Pola penyiraman harus disesuaikan dengan umur tanaman dan kondisi musim. Bibit pir muda yang baru ditanam memerlukan penyiraman rutin 2 kali sehari, yaitu pada pagi jam 07.00 dan sore jam 16.00, dengan volume 5 hingga 10 liter air per pohon. Memasuki musim kemarau antara bulan April hingga September, tanah di sekitar piringan tajuk perlu ditutup mulsa organik setebal 5 hingga 10 cm untuk menjaga kelembapan perakaran.
Pemupukan teratur menjadi kunci utama agar pohon pir tumbuh subur dan cepat berbuah. Berikan pupuk kandang sapi atau kambing yang sudah matang sebanyak 10 hingga 15 kg per pohon setiap 4 bulan sekali. Tambahkan pupuk anorganik NPK seimbang secara melingkar sejajar kanopi tanaman setiap 3 bulan sekali untuk memenuhi kebutuhan hara makro dan mikro secara konsisten sepanjang tahun.
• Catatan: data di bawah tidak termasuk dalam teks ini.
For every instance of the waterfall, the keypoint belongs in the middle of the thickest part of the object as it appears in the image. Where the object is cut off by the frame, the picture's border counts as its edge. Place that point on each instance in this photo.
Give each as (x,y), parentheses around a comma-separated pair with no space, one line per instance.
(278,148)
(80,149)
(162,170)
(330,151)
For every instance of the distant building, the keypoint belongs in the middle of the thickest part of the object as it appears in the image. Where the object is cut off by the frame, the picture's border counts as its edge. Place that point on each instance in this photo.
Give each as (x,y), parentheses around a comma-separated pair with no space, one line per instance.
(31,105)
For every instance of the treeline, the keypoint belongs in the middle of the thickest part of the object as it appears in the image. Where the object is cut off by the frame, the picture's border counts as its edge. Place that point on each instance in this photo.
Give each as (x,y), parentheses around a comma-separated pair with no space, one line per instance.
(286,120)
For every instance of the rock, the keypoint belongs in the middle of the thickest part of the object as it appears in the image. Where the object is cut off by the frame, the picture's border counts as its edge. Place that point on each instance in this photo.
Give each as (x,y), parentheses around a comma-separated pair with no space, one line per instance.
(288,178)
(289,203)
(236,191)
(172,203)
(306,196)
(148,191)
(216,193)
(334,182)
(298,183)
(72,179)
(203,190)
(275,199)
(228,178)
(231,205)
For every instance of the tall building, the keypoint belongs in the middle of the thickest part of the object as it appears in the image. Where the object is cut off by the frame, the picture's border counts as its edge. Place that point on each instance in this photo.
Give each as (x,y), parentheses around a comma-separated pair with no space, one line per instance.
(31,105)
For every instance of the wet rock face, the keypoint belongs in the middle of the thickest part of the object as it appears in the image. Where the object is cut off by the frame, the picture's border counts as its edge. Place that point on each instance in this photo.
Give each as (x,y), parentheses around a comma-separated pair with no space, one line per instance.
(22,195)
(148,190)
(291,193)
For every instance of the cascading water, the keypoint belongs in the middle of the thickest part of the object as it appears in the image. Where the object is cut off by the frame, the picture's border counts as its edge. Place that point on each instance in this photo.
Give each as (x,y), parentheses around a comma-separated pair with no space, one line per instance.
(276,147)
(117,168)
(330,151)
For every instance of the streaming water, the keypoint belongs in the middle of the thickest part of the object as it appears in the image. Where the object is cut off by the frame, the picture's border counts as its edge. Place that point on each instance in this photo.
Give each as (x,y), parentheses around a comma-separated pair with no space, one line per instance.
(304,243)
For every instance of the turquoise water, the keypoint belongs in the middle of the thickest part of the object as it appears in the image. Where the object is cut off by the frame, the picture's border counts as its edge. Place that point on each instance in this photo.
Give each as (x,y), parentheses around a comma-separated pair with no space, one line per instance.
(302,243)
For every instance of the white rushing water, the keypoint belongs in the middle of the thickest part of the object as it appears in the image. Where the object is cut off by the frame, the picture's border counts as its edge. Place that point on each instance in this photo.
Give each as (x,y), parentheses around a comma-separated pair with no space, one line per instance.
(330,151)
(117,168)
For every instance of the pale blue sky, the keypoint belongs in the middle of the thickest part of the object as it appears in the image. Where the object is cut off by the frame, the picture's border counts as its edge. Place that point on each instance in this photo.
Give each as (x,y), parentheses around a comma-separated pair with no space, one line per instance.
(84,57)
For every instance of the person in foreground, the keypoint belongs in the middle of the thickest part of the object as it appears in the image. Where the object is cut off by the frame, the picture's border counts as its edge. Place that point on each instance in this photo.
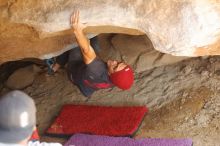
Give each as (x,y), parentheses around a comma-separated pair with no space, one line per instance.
(88,72)
(18,121)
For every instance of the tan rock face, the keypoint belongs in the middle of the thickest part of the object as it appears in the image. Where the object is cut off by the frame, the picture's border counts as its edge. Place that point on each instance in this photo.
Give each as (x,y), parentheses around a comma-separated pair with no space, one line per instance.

Teknik pemangkasan pemeliharaan dan perontokan daun (defoliasi) secara manual sangat diperlukan di daerah tropis untuk memicu fase dormansi buatan. Pemangkasan cabang yang tidak produktif atau bersilangan dilakukan 2 kali semahun setelah masa panen. Langkah ini bertujuan membuka penetrasi sinar matahari ke bagian dalam kanopi serta merangsang munculnya tunas bunga baru yang serempak.